De heer Deckmyn heeft het woord.
Minister-president, vier Europese regeringsleiders, namelijk Duits bondskanselier Angela Merkel, Fins premier Sanna Marin, Deens premier Mette Frederiksen en Ests premier Kaja Kallas, schreven onlangs een brief aan Ursula von der Leyen, voorzitter van de Europese Commissie, om aan te klagen dat de Europese lidstaten te afhankelijk zijn geworden van technologie uit het buitenland. Zij vinden dat dat moet veranderen, zo staat er in die brief te lezen. Zij doen daarmee een oproep om een versnelling hoger te schakelen en op die manier de digitale soevereiniteit van het continent te verzekeren. Er wordt gesteld dat de creatie van digitale economische waarde en innovatie vooral elders gebeurt. Ze stellen letterlijk: “Onze zwakten en afhankelijkheid worden almaar duidelijker.” Als statement kan dat tellen. In de brief wordt er ook steun uitgesproken voor de Europese plannen om de zogenaamde ‘techreuzen’ aan te pakken.

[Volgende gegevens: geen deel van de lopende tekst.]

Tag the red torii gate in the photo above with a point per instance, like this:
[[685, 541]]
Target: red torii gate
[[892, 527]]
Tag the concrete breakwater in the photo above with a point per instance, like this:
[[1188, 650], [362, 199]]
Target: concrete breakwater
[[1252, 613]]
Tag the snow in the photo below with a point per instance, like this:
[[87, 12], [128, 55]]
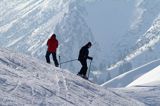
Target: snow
[[27, 81], [146, 93], [125, 79]]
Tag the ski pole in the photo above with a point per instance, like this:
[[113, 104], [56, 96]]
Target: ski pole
[[68, 61], [89, 69], [60, 61]]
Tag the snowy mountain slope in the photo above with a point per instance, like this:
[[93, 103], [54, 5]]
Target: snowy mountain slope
[[146, 93], [26, 25], [131, 76], [27, 81]]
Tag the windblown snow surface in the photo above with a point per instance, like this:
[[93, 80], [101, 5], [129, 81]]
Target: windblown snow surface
[[26, 81], [142, 84], [129, 77]]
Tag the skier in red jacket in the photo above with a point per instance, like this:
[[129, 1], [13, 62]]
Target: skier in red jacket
[[52, 44]]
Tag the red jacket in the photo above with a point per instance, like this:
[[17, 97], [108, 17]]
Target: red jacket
[[52, 44]]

Ondertussen is de Europese Commissie aan de slag gegaan om voorstellen te formuleren om die digitale soevereiniteit te versterken. Die moeten nog worden besproken binnen het Europees Parlement en de lidstaten moeten zich daar ook nog over uitspreken. Interessant in dit schrijven is dat men erin verwijst naar iets waar Europa intern nog niet uit is, namelijk de suggestie dat we er in bepaalde sectoren toch voor moeten zorgen dat we in tijden van crisis niet afhankelijk zijn van toeleveringen van essentiële goederen vanuit landen buiten de EU.

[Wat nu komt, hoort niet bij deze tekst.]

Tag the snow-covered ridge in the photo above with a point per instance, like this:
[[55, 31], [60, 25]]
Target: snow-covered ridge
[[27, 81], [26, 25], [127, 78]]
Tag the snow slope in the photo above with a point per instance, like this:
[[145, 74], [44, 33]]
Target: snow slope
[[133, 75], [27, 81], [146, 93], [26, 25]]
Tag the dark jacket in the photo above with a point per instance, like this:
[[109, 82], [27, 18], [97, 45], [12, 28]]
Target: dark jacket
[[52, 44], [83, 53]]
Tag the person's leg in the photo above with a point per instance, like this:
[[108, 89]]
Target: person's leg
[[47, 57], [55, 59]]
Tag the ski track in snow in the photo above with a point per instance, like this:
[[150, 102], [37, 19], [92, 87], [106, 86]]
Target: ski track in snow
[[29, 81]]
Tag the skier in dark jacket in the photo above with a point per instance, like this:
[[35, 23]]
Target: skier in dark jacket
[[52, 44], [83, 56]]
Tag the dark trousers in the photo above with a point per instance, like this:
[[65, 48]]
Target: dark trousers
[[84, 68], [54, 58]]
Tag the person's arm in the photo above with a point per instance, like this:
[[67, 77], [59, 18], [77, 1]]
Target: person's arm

De vier auteurs van de brief stellen immers dat ze toegewijd blijven aan de open markt en vrije handel en dat digitale soevereiniteit niet per se een protectionistische insteek moet betekenen.
Minister-president, wat is het standpunt van de Vlaamse Regering betreffende de zogenaamde digitale soevereiniteit in Europa? Werden er hieromtrent reeds bepaalde initiatieven genomen door de Vlaamse Regering? Ziet u een belangrijke rol voor Vlaanderen weggelegd in dit verhaal? Zo ja, welke? Welke knowhow heeft Vlaanderen vandaag reeds in huis? Dan heb ik het bijvoorbeeld over het uitbaten van grote databases en innovatieve ontwikkelingen op het vlak van de digitale economie.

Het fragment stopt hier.